The average power usage effectiveness (PUE) ratio for a data center in 2020 is 1.58, only marginally better than seven years ago, according to the latest annual Uptime Institute survey (findings to be published shortly).
PUE, an international standard first developed by The Green Grid and others in 2007, is the most widely accepted way of measuring the energy efficiency of a data center. It measures the ratio of the energy used by the IT equipment to the energy used by the entire data center.
Aiming for 1.0
All operators strive to get their PUE ratio down to as near 1.0 as possible. Using the latest technology and practices, most new builds fall between 1.2 and 1.4. But there are still thousands of older data centers that cannot be economically or safely upgraded to become that efficient, especially if high availability is required. In 2019, the PUE value increased slightly, with a number of possible explanations.
The new data (shown in the figure) conforms to a consistent pattern: Big improvements in energy efficiency were made from 2007 to 2013, mostly using inexpensive or easy methods such as simple air containment, after which improvements became more difficult or expensive. The Uptime Institute figures are based on surveys of global data centers ranging in size from 1 megawatt (MW) to over 60 MW, of varying ages.

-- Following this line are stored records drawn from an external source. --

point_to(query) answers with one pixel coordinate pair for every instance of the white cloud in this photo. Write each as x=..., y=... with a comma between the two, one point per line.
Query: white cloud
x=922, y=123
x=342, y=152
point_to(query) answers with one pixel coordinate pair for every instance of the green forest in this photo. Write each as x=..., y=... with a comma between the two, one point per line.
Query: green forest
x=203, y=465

As ever, the data does not tell a complete story. This data is based on the average PUE per site, regardless of size or age. Newer data centers, usually built by hyperscale or colocation companies, tend to be much more efficient, and larger. A growing amount of work is therefore done in larger, more efficient data centers (Uptime Institute data in 2019 shows data centers above 20 MW to have lower PUEs). Data released by Google shows almost exactly the same curve shape — but at much lower values.
Operators who cannot improve their site PUE can still do a lot to reduce energy and/or decarbonize operations. First, they can improve the utilization of their IT and refresh their servers to ensure IT energy optimization. Second, they can re-use the heat generated by the data center; and third, they can buy renewable energy or invest in renewable energy generation.